Maio é o mês em que se “purifica” o futebol português. É o mês em que, suavemente mas com firmeza, se eliminam as nódoas ressequidas de mais uma competição viciada. Enquanto os campos se enchem do perfume das flores e dos zumbidos das abelhas, o futebol nacional entra num espiral hipócrita, em que se faz de conta que está tudo bem e no final ganha sempre a melhor equipa.
Neste Maio temos os símbolos maiores da corrupção futebolística lusitana a degladiarem-se por um lugar no topo da classificação. Revelam-se podres de ambos os lados, utilizam-se todas as armas (legais ou ilegais) para abater o adversário. Os outros estão longe, bem longe, fruto de uma competição manipulada que alguns querem, cada vez mais, de sentido único. Enquanto uns chafurdam na lama, tapando como podem os seus telhados de vidro, os outros assistem ao avolumar das evidencias de que, afinal de contas, o rei vai nu.

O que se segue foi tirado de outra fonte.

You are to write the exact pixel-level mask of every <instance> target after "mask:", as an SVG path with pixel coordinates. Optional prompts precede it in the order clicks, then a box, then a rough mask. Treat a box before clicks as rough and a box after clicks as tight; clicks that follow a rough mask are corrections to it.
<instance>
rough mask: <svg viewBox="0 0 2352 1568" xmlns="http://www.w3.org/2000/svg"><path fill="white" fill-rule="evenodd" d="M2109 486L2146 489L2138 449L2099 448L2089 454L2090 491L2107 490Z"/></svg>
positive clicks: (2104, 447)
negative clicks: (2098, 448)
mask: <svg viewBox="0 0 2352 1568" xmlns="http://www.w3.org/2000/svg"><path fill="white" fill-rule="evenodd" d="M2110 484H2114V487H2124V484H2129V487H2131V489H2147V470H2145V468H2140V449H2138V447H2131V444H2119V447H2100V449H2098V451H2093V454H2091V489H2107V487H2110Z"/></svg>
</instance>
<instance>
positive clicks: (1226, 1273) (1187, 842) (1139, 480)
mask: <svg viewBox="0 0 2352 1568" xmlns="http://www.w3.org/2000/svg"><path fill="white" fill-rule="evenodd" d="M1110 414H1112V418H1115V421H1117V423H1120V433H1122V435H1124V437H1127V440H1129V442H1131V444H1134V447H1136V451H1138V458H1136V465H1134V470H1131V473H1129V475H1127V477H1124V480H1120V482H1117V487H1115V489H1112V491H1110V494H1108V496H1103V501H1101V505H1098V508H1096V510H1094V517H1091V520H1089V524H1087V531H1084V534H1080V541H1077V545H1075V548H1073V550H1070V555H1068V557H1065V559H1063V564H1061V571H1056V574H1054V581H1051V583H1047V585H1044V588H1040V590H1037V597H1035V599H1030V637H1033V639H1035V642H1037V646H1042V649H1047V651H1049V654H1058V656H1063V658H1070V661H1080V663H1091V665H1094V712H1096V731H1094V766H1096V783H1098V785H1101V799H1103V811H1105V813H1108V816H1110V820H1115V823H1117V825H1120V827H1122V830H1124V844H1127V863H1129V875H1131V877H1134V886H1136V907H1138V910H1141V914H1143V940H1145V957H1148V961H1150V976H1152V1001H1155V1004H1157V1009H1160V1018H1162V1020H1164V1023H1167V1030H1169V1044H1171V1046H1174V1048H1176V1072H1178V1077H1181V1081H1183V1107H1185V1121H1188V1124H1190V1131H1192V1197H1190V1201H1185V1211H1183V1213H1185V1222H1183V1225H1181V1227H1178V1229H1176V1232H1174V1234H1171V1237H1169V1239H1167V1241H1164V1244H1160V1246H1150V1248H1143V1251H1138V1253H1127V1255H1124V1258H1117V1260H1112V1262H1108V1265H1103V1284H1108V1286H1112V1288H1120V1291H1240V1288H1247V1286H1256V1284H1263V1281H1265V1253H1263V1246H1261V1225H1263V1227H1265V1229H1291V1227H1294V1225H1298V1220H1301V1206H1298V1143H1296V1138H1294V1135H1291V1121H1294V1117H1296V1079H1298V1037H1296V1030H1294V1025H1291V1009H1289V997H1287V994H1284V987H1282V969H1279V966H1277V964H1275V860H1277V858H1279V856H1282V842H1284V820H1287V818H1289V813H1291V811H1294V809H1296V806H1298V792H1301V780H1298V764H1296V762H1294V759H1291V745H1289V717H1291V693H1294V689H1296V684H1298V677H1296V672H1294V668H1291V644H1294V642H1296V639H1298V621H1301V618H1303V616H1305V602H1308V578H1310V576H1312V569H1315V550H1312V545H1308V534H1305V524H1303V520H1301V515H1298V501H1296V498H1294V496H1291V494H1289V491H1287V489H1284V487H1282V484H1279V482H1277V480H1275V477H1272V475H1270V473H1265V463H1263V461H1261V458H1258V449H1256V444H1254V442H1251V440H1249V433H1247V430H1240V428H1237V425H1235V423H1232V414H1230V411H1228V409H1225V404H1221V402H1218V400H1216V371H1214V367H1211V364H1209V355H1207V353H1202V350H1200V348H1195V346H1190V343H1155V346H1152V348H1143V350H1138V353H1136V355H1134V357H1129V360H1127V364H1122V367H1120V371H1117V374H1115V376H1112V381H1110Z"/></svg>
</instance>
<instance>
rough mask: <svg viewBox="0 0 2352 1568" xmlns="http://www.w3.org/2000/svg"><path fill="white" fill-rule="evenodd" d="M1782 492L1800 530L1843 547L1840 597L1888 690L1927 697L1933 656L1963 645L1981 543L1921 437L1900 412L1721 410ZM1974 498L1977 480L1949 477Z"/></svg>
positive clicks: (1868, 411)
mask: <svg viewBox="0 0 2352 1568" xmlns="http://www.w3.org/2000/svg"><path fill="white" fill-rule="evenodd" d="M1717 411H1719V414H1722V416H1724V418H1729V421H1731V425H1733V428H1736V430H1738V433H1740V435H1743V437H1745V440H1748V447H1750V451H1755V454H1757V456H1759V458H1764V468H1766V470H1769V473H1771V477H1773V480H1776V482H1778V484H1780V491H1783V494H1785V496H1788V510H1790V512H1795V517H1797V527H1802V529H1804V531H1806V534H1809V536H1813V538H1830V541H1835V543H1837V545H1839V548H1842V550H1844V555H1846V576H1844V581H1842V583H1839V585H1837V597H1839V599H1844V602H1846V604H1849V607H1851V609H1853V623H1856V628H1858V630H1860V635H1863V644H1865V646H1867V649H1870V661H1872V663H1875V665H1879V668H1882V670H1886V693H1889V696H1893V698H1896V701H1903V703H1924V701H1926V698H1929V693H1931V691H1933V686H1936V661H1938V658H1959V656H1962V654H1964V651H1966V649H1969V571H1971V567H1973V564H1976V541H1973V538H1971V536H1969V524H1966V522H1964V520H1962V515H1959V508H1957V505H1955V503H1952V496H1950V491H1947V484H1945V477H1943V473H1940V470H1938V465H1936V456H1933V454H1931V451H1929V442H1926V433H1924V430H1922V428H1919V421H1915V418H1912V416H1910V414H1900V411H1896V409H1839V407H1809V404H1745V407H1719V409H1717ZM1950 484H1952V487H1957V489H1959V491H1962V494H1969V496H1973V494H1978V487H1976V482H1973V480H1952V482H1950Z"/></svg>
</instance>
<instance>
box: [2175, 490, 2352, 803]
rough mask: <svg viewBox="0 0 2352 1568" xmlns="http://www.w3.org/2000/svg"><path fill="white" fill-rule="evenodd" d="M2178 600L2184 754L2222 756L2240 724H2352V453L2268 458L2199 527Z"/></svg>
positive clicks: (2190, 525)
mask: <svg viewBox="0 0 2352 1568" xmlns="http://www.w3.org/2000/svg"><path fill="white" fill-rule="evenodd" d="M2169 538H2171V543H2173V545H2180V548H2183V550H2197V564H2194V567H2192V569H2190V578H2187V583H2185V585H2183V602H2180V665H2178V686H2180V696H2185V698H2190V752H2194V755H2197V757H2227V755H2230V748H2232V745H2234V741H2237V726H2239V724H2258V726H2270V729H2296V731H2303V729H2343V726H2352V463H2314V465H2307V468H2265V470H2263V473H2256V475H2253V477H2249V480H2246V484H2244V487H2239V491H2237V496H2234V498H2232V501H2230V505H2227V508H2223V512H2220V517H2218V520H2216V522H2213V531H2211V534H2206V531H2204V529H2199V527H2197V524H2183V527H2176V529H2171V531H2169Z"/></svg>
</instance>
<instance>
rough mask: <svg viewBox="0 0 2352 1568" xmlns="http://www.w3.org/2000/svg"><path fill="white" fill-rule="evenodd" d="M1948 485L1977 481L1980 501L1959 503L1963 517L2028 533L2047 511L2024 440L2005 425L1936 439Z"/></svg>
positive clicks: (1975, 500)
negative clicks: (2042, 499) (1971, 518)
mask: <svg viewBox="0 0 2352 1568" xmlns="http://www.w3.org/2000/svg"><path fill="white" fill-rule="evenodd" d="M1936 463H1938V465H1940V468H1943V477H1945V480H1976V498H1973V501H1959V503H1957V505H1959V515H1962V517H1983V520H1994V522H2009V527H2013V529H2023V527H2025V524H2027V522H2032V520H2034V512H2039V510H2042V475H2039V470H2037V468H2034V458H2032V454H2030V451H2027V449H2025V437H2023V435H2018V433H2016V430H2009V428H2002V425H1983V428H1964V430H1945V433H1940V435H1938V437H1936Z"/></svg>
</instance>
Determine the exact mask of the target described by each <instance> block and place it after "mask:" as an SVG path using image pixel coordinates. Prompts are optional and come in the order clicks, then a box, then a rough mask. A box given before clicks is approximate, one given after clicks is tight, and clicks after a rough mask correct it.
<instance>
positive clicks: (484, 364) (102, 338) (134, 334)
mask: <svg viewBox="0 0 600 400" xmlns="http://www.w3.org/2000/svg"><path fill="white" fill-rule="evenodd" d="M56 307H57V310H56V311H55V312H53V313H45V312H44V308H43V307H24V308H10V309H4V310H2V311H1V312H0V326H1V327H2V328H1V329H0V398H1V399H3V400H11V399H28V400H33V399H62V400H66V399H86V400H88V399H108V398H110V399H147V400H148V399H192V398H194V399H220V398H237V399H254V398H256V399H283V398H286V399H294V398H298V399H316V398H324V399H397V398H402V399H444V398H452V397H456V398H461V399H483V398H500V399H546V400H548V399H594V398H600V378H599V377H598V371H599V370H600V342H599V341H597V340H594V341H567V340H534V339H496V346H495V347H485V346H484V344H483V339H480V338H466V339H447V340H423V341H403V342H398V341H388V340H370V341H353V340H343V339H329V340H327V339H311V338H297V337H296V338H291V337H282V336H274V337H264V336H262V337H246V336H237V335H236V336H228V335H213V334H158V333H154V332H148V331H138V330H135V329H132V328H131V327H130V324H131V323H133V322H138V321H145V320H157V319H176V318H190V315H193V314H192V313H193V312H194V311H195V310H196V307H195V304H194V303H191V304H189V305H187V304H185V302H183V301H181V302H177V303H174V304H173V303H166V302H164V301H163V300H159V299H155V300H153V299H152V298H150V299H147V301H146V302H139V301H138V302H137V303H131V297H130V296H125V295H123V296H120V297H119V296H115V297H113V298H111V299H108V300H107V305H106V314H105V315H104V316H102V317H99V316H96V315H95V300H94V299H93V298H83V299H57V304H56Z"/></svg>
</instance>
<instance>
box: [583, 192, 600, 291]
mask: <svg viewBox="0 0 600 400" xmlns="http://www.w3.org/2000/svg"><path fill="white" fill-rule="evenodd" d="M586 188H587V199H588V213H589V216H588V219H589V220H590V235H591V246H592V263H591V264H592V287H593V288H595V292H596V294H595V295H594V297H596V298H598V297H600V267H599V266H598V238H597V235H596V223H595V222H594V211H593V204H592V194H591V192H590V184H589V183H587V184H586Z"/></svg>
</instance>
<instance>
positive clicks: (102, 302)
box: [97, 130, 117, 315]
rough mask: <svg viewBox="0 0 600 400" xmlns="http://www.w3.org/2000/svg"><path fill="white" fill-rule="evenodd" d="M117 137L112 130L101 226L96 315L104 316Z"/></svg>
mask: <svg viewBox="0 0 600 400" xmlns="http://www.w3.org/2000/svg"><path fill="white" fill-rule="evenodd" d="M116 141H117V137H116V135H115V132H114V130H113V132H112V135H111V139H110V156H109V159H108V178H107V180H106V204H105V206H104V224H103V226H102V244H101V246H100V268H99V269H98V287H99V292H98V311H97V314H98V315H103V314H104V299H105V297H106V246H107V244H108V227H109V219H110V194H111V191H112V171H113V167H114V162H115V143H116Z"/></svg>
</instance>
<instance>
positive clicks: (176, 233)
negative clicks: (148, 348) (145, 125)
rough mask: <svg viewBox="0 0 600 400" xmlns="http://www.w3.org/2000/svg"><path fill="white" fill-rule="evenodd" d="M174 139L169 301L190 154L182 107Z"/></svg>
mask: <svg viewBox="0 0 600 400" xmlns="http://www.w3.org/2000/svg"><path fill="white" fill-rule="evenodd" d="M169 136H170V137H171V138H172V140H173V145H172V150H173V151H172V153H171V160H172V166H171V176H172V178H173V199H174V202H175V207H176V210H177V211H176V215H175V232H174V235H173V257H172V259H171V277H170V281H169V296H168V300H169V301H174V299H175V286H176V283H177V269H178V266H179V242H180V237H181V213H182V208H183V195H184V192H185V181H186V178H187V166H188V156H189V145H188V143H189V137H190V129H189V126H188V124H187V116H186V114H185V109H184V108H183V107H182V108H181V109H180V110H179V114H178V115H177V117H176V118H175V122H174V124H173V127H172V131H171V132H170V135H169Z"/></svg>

Entretanto, já se começa a ouvir o chilrear de algumas aves de gaiola (leia-se comentadeiros) a iniciarem a evangelização das massas, com os habituais “são estas as melhores equipas em Portugal” ou “os erros afectam todos e no final ganha sempre a melhor equipa”. Como sabem que a memoria do adepto de futebol é curta, arranjam de imediato uma legião de “crentes”.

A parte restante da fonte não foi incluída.